Voilà pour les mesures de libération. Il se trouve qu'aujourd'hui le coût des énergies marines renouvelables diminue. Nous devrions tous nous en réjouir. Ainsi, en mer du Nord, un premier parc va voir le jour – l'appel d'offres vient de prendre fin – sans qu'un centime de subvention publique ait été versé. Cela signifie – pardonnez-moi, monsieur le député, de parler de marché – que l'offre rencontre la demande en ce domaine. C'est bien évidemment une bonne nouvelle pour vous comme pour nous.

L'enjeu de l'amendement déposé au Sénat a peut-être été mal compris ; je profite de votre question pour le réexpliquer. Il s'agit évidemment de permettre une négociation avec les porteurs de projet pour les six parcs choisis dans le cadre des appels d'offres lancés entre 2011 et 2013, afin que le coût des parcs – 2 milliards d'euros par an pendant vingt ans, soit 40 milliards d'euros – tende à se rapprocher des coûts du marché actuel, et ce en lien avec les technologies actuelles, conformément à ce que rend possible le permis enveloppe.

L'objectif n'est pas de réaliser des économies sur ces 2 milliards d'euros – je vous rassure immédiatement sur ce point –, mais de voir comment, avec cette somme, placée sur un compte d'affectation spéciale, installer davantage d'éoliennes que celles des six parcs déjà connus. C'est l'objet d'une négociation que nous tenons à mener avec les différents porteurs de projet au cours des semaines qui viendront ; en tout cas, des décisions seront prises rapidement.

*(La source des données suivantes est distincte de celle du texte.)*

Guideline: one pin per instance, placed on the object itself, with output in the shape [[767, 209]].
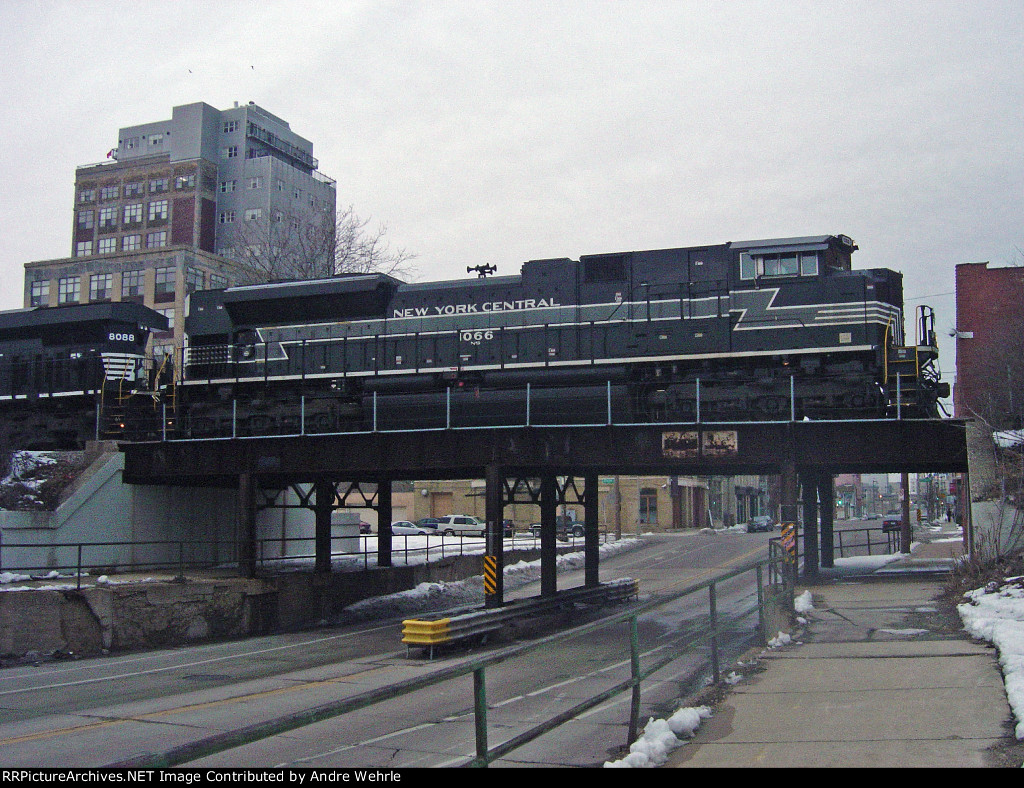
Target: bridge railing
[[705, 630], [458, 407]]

Je vous le dis en vous regardant droit dans les yeux : nous sommes attachés à la filière industrielle dans ce domaine, en Normandie comme ailleurs. Le véritable enjeu pour nous est bien évidemment de rejoindre le marché ; trop de temps a été perdu. Il est vrai que l'amendement déposé au Sénat a pu créer quelque trouble, dont certains ont d'ailleurs dû faire leur miel ; mais j'espère vous rassurer sur ce point.

M. le président. La parole est à M. Sébastien Jumel.

M. Sébastien Jumel. Je veillerai à ce que les promesses de contreparties pour le territoire, en particulier d'irrigation industrielle, soient tenues, notamment au Havre et à Cherbourg, ainsi que les promesses faites aux pêcheurs, puisque le consortium s'est engagé.